China to limit exports of chipmaking materials
China's commerce ministry has announced that it will exercise control over the exports of certain metals widely utilized in the semiconductor industry. This move represents the latest development in the ongoing trade dispute between Beijing and the United States regarding access to high-tech microchips.
The newly imposed controls, stated by China to be in the interest of national security and protection of its interests, will require exporters to obtain permission before shipping specific gallium and germanium products.
Media reports suggest that the United States is also considering implementing fresh restrictions on the export of high-tech microchips to China. Furthermore, this summer, both the United States and the Netherlands are expected to tighten the sales of chipmaking equipment, aiming to prevent China from enhancing its military capabilities using the technology.

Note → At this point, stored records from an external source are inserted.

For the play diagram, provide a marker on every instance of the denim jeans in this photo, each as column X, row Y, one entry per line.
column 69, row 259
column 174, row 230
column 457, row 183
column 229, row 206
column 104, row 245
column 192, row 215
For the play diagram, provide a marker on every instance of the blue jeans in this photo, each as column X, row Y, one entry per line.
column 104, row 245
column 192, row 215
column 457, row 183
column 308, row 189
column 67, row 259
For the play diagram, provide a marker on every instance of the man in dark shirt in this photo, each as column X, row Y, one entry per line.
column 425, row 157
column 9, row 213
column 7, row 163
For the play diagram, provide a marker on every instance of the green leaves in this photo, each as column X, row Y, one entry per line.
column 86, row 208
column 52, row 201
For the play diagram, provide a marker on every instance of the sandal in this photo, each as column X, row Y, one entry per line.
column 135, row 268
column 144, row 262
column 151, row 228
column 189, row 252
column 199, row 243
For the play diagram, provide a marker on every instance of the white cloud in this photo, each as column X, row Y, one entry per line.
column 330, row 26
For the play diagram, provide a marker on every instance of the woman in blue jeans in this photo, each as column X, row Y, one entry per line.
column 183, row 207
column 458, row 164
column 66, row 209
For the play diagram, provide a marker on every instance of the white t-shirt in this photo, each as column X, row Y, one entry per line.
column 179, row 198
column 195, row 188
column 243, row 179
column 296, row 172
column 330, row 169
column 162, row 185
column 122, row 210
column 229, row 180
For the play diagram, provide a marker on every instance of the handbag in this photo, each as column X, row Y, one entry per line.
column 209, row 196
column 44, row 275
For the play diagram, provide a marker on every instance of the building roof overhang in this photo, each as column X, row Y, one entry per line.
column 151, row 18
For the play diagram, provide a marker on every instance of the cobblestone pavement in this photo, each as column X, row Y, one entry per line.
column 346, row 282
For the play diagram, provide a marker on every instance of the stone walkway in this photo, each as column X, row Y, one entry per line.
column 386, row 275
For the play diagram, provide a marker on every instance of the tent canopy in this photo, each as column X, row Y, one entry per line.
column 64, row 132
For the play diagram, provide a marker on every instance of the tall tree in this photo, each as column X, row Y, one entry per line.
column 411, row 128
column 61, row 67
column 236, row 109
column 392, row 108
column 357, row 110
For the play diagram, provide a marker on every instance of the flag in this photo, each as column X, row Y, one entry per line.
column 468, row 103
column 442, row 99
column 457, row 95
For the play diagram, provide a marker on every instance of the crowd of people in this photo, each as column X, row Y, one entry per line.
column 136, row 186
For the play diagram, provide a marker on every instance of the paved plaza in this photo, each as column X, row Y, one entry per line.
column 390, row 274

China's export controls, set to take effect on August 1, will encompass eight gallium-related products: gallium antimonide, gallium arsenide, gallium metal, gallium nitride, gallium oxide, gallium phosphide, gallium selenide, and indium gallium arsenide.
Additionally, six germanium products will be subject to these controls: germanium dioxide, germanium epitaxial growth substrate, germanium ingot, germanium metal, germanium tetrachloride, and zinc germanium phosphide.
According to China's commerce ministry, exporters will be required to adhere to specific procedures in order to obtain export licenses. Violators who export these products without permission or exceed the permitted volumes will face penalties, the ministry stated.